PAR KADIATA THIAM
Depuis l’annexion de l’Ukraine par la Russie en février 2022, des millions de réfugiés ukrainiens et étrangers fuient le pays pour échapper aux violences. Si les pays de l’Union européenne ont mis en place des conditions exceptionnelles d’accueil, ce n’est pas le cas pour les ressortissants non-européens qui dénoncent des discriminations graves. Retour sur les témoignages poignants de ces personnes en quête de refuge et de sécurité.
« Des soldats polonais ont ouvert le grand portail aux Ukrainiens, mais pour nous autres qui étions des étrangers, nous devions passer par une petite porte qui s’ouvrait toutes les cinq minutes, pour laisser passer seulement 10 personnes à la fois. Les personnes qui essayaient de forcer le passage étaient rouées de coups à la tête », se souvient Alpha Oumar Diallo, 32 ans et originaire de la Guinée. N’ayant pas vécu le franchissement des frontières de l’UE comme les autres réfugiés, il affirme s’être senti discriminé à cause de ses origines non européennes : « mon expérience à la frontière polonaise a été très difficile. Mes amis et moi, qui venions d’Afrique, avons été retenus pendant deux jours avec pour seule nourriture des biscuits. ce qui a rendu notre passage encore plus éprouvant ».
Dans les premiers jours qui ont suivi l’invasion de l’Ukraine par la Russie, plusieurs dispositifs d’accueil sont mis en place par l’UE. Mais ces dispositifs ne concernent pas tous les réfugiés. Un régime d’exception dont sont exclus les non-européens, même celles et ceux fuyant également l’Ukraine. Ils sont nombreux à dénoncer des actes d’exclusion ainsi que des violences au niveau des postes-frontières, notamment en Pologne et en Hongrie. Plusieurs réfugiés originaires d’Afrique, d’Inde ou du Pakistan affirment avoir été empêchés de prendre les trains ou les bus pour se rendre en Pologne. Tandis que d’autres dénoncent des actes de violence commis par les gardes- frontières ukrainiens. « Nous avons marché pendant 10 heures avant d’atteindre la frontière avec la Pologne. Nous avons trouvé des gardes-frontières ukrainiens qui nous ont refusé le passage en Pologne, sous prétexte que les ukrainiens étaient prioritaires. Je suis resté sur place durant trois jours sans nourriture, avant de perdre connaissance. À mon réveil, je me suis retrouvé dans les mains des gardes frontaliers polonais sans savoir ce qui m’était arrivé » se rappelle Rayan, jeune étudiant marocain.

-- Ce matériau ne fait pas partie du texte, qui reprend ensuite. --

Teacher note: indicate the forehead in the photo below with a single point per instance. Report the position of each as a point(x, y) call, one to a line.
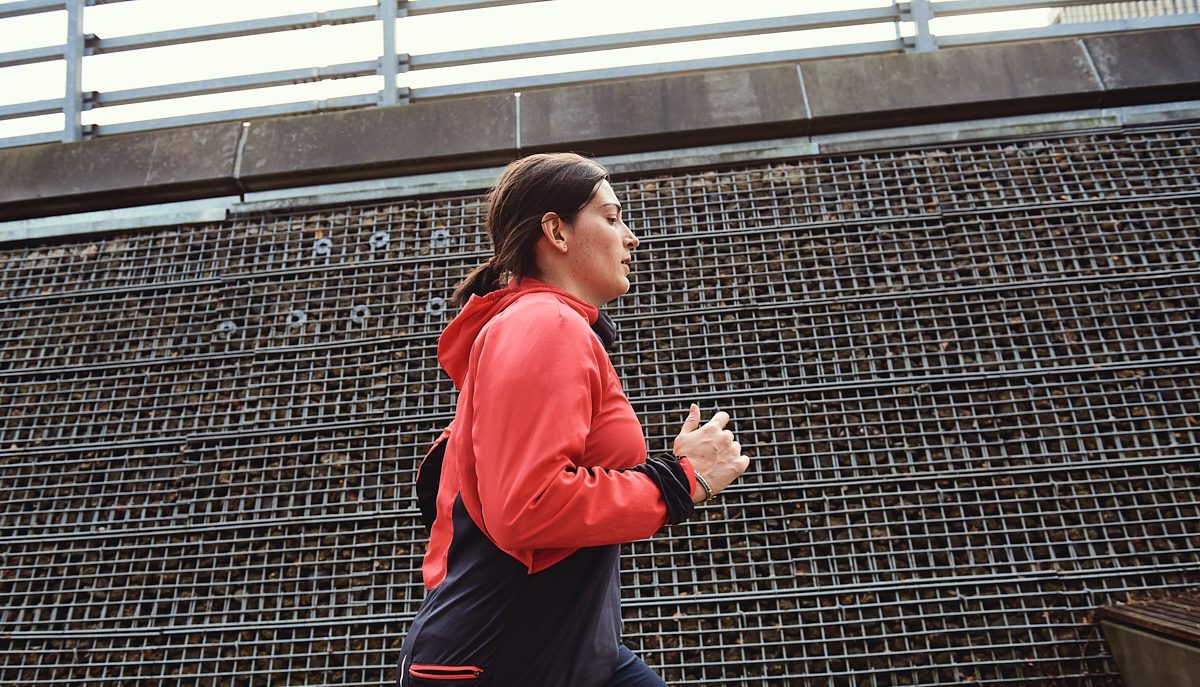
point(604, 195)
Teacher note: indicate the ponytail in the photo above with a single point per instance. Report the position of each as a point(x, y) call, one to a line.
point(531, 186)
point(480, 281)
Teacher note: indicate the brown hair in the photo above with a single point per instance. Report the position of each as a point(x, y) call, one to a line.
point(559, 183)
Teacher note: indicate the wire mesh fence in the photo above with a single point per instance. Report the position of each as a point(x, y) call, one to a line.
point(969, 375)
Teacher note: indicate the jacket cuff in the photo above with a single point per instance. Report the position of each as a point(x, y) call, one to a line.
point(675, 482)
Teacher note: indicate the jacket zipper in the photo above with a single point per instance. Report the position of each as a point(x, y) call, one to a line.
point(427, 671)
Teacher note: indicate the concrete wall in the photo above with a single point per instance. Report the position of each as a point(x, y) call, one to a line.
point(627, 115)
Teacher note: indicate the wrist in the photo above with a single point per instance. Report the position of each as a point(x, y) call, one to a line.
point(705, 491)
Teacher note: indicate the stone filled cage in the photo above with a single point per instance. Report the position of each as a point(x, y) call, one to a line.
point(969, 376)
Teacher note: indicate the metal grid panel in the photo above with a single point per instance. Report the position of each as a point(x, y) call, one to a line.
point(967, 372)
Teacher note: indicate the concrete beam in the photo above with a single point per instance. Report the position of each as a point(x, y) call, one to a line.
point(119, 171)
point(947, 84)
point(443, 135)
point(646, 113)
point(622, 117)
point(1146, 66)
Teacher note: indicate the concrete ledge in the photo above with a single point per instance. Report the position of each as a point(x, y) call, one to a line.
point(646, 113)
point(1149, 659)
point(119, 171)
point(953, 83)
point(611, 118)
point(1149, 66)
point(379, 142)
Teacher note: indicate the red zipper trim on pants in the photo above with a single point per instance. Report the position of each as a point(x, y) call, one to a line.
point(444, 671)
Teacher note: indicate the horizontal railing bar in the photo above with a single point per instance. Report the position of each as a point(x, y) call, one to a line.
point(953, 7)
point(30, 139)
point(31, 108)
point(33, 55)
point(1063, 30)
point(436, 6)
point(654, 37)
point(244, 82)
point(233, 29)
point(658, 69)
point(244, 113)
point(23, 7)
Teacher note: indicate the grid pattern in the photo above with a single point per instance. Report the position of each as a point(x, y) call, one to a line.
point(969, 376)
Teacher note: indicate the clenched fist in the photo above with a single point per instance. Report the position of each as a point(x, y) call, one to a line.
point(712, 450)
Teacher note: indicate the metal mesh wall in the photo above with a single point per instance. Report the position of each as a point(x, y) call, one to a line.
point(969, 375)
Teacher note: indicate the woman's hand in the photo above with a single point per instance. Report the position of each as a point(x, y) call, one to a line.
point(712, 450)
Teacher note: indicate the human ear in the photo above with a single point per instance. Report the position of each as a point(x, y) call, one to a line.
point(552, 228)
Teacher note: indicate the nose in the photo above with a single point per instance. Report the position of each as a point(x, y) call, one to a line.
point(630, 238)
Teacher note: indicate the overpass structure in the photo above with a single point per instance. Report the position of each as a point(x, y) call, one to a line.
point(948, 294)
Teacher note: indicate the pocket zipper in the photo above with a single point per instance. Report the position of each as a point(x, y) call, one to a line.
point(427, 671)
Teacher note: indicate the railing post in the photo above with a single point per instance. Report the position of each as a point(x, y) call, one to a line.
point(388, 64)
point(72, 96)
point(919, 12)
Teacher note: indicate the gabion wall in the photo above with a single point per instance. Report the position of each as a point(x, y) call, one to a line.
point(969, 375)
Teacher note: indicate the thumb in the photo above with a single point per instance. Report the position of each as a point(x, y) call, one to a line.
point(693, 422)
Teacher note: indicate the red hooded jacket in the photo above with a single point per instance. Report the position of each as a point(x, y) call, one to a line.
point(543, 435)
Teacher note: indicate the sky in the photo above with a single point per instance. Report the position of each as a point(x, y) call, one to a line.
point(415, 35)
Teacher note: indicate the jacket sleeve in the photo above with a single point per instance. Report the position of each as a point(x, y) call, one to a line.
point(537, 383)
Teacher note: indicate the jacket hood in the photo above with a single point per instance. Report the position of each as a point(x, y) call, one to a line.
point(454, 345)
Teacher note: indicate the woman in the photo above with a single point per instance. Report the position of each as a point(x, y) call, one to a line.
point(544, 470)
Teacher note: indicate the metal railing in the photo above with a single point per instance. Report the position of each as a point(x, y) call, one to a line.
point(912, 17)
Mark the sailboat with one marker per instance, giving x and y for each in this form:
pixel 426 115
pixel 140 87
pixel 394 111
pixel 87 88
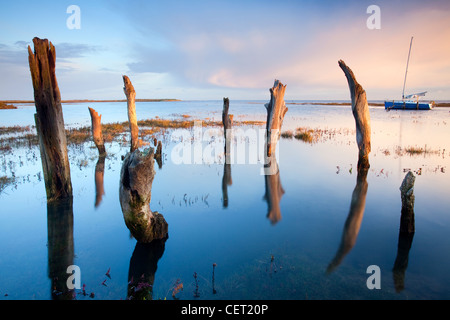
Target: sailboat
pixel 409 102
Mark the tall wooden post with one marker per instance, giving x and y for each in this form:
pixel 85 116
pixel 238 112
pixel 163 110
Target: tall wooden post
pixel 276 109
pixel 360 109
pixel 406 232
pixel 49 120
pixel 131 98
pixel 97 131
pixel 136 178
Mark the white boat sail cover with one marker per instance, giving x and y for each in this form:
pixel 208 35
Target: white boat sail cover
pixel 416 95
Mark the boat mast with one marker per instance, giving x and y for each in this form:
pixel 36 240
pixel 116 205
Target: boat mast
pixel 407 63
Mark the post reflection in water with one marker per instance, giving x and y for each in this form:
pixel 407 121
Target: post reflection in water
pixel 60 246
pixel 274 189
pixel 99 173
pixel 143 265
pixel 354 219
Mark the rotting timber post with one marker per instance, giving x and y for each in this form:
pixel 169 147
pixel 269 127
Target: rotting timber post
pixel 130 93
pixel 360 109
pixel 49 120
pixel 97 131
pixel 136 178
pixel 276 109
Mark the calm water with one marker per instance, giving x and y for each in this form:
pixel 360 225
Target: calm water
pixel 220 215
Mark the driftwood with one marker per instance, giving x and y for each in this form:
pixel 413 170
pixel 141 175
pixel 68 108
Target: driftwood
pixel 406 233
pixel 360 109
pixel 99 173
pixel 158 154
pixel 354 219
pixel 227 121
pixel 136 178
pixel 276 109
pixel 131 106
pixel 97 131
pixel 274 190
pixel 143 265
pixel 60 246
pixel 49 120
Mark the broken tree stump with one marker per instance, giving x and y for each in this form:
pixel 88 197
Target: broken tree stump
pixel 227 121
pixel 360 109
pixel 136 178
pixel 99 174
pixel 276 109
pixel 158 154
pixel 97 131
pixel 407 193
pixel 273 190
pixel 406 232
pixel 131 106
pixel 49 120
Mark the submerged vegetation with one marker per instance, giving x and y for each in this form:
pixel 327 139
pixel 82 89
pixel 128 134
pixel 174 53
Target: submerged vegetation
pixel 4 105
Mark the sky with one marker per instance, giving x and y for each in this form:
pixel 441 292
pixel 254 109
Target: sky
pixel 207 50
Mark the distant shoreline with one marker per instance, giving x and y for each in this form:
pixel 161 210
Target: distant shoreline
pixel 327 103
pixel 91 100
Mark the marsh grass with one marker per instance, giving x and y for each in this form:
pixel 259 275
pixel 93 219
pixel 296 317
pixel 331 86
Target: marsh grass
pixel 314 135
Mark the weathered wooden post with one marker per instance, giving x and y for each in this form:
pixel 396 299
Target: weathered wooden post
pixel 360 109
pixel 99 174
pixel 274 190
pixel 406 232
pixel 60 246
pixel 49 120
pixel 227 121
pixel 276 109
pixel 158 154
pixel 136 178
pixel 407 224
pixel 97 131
pixel 354 219
pixel 131 105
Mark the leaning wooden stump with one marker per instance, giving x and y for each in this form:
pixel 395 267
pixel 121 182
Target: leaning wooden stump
pixel 407 193
pixel 136 178
pixel 99 174
pixel 360 109
pixel 274 190
pixel 227 121
pixel 158 154
pixel 49 120
pixel 276 109
pixel 406 232
pixel 97 131
pixel 131 106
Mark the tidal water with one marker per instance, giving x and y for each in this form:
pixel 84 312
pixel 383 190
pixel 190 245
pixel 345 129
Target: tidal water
pixel 235 233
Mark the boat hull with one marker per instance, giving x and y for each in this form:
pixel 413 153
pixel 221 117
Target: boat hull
pixel 407 105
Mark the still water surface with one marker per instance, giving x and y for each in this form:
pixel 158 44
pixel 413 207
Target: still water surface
pixel 222 228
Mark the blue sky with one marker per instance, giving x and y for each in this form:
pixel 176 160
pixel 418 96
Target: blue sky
pixel 215 49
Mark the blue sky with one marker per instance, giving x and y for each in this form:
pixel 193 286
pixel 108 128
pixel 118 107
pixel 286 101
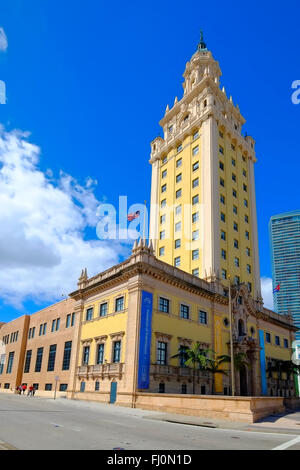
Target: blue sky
pixel 91 79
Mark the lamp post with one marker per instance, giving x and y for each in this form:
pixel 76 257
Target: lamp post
pixel 231 340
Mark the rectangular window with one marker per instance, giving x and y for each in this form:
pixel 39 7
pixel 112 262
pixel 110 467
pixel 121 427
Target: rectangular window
pixel 27 361
pixel 89 314
pixel 10 362
pixel 178 227
pixel 39 359
pixel 100 353
pixel 195 200
pixel 119 304
pixel 177 243
pixel 177 262
pixel 103 310
pixel 184 311
pixel 202 317
pixel 195 217
pixel 195 150
pixel 85 355
pixel 161 353
pixel 51 358
pixel 195 183
pixel 195 166
pixel 195 235
pixel 164 305
pixel 117 351
pixel 67 355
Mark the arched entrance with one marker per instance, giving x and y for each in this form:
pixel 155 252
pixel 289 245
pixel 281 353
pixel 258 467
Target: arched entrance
pixel 243 382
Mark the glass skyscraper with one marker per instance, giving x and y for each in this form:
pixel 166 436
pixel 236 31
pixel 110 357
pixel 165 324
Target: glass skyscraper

Des dispositifs sélectifs…
Malgré la décision unanime du Conseil européen d’appliquer pour la première fois, depuis son adoption en 2001, la directive européenne sur la protection temporaire des personnes fuyant la guerre le temps de la durée du conflit, elle a été, malgré tout, violée par plusieurs pays de l’UE qui ont exclus les réfugiés non-ukrainiens du dispositif. La Pologne a notamment mis en place une protection différenciée pour les réfugiés qu’elle accueille. Elle octroie, en effet, un titre de séjour temporaire, valable 18 mois, aux ressortissants ukrainiens, ainsi qu’une autorisation de séjour valable un an, aux ressortissants de pays tiers qui bénéficiaient d’une protection internationale en Ukraine ou qui étaient titulaires d’un titre de séjour permanent. Les personnes qui résidaient temporairement en Ukraine doivent quant à elles demander l’asile pour obtenir une protection.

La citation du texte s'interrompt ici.